I am interested in using CUDA to do various real-time video effects. Ideally, I want use the video decompression hardware on my NVIDIA card to do MPEG-4 decoding of high definition movie frames into a buffer that can be accessed with CUDA and then finally output to an OpenGL texture to be rendered and sent out the Quadro FX SDI connector as HD video. Has anyone already successfully done this? If so, what approach did you use? Otherwise, what what approach would you recommend to accomplish this? I was considering using the Direct Show IAMVideoAccelerator interface to get frames since it appears to support DirectX Video Acceleration to decode frames into a DirectX buffer. Then map the buffer using CUDA to run the effect into another buffer to be transfered to an OpenGL texture. Is this a reasonable approach or simply just too complicated, mixing too many APIs that may not work well together?

– Mark

Using either of the below…

  • VMR9 (DirectShow, DXVA, XP/Vista)

  • EVR (DirectShow/Mediafoundation, DXVA2.0, Vista)

  • DXVA2.0 directly (Vista)

… or using any way or version of DXVA, you’ll always end up with a with Direct3DSurface9 in a fourcc format like YUY2, UYVY or NV12. You can pretty easily get this converted to a Direct3DTexture9 with a RGB type in order to process it with pixel shaders directly in DirectX. But CUDA currently only supports interoperability with Direct3DVertexBuffer9’s which means that direct CUDA acesss to DXVA decoded video currently is impossible. Hopefully just for now, as CUDA Interoperability with Direct3DSurface9’s using YUV formattypes is just around the corner… Anyone at Nvidia care to comment?

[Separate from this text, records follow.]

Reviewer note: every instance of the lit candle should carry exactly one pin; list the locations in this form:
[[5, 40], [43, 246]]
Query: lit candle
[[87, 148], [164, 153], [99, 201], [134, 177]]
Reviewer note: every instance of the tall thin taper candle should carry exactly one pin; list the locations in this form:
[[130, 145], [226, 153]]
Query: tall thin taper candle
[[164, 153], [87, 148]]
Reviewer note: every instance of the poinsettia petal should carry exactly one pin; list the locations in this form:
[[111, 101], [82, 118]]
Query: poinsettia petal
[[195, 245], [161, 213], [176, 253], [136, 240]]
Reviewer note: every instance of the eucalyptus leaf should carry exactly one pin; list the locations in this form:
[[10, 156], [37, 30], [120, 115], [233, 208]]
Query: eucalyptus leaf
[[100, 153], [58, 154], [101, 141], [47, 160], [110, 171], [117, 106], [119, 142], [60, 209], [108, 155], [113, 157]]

So in order to transfer it to OpenGL and process it here with CUDA you’ll have to copy the surface via system memory to an OpenGL object (texture) which is accessable with CUDA. But moving uncompressed HD video across the PCI express bus twice is very demanding. So far I’ve only succesfully been able to access uncompressed YUV surfaces by locking the surfaces and reading directly from graphics memory using the CPU and not using faster API readback methods. Those methods seem only to work on RGB surfaces which are 50-33% bigger in memory and requires the GPU to transfrom it to RGB as well.

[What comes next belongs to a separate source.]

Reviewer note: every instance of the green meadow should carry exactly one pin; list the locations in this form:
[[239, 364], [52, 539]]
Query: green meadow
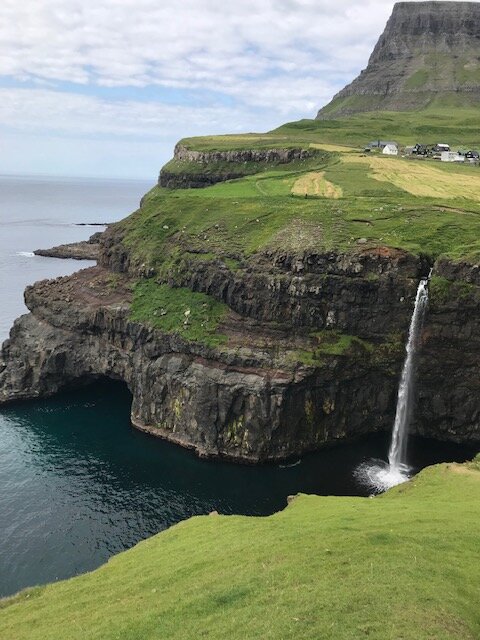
[[403, 565]]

Skipping DXVA accellerated decoding and doing decoding in software instead you could create a (DirectShow) video renderer that gets data rendered directly on to an OpenGL texture which you can access thru CUDA to create your effect.

Looking at the VideoFilter sample from the Nvidia SDK 9.5 you should be able to generate a OpenGL based DirectShow renderer. Microsoft’s has a simpler sample in the Windows Vista SDK [*] which also renders video to a Texture. Replacing anything DirectX related with OpenGL should get you started.

For the next step look at the Post-Process in OpenGL sample in the CUDA SDK in order to gain the knowledge needed on how to interact with the data residing in the OpenGL texture thru CUDA.

Mac OS X does provide limited support for Purevideo and thus maybe also hardware accelerated decoding in Quicktime on Windows. With Quicktime you can get output directly to an OpenGL texture. (I’ve just studying the docs).

Regards

Mikkel Haugstrup

[*] The Windows Vista SDK is a newer Platform SDK and supports XP as well, the mentioned sample is located in the Samples\Multimedia\DirectShow\Players\Texture3D9 folder.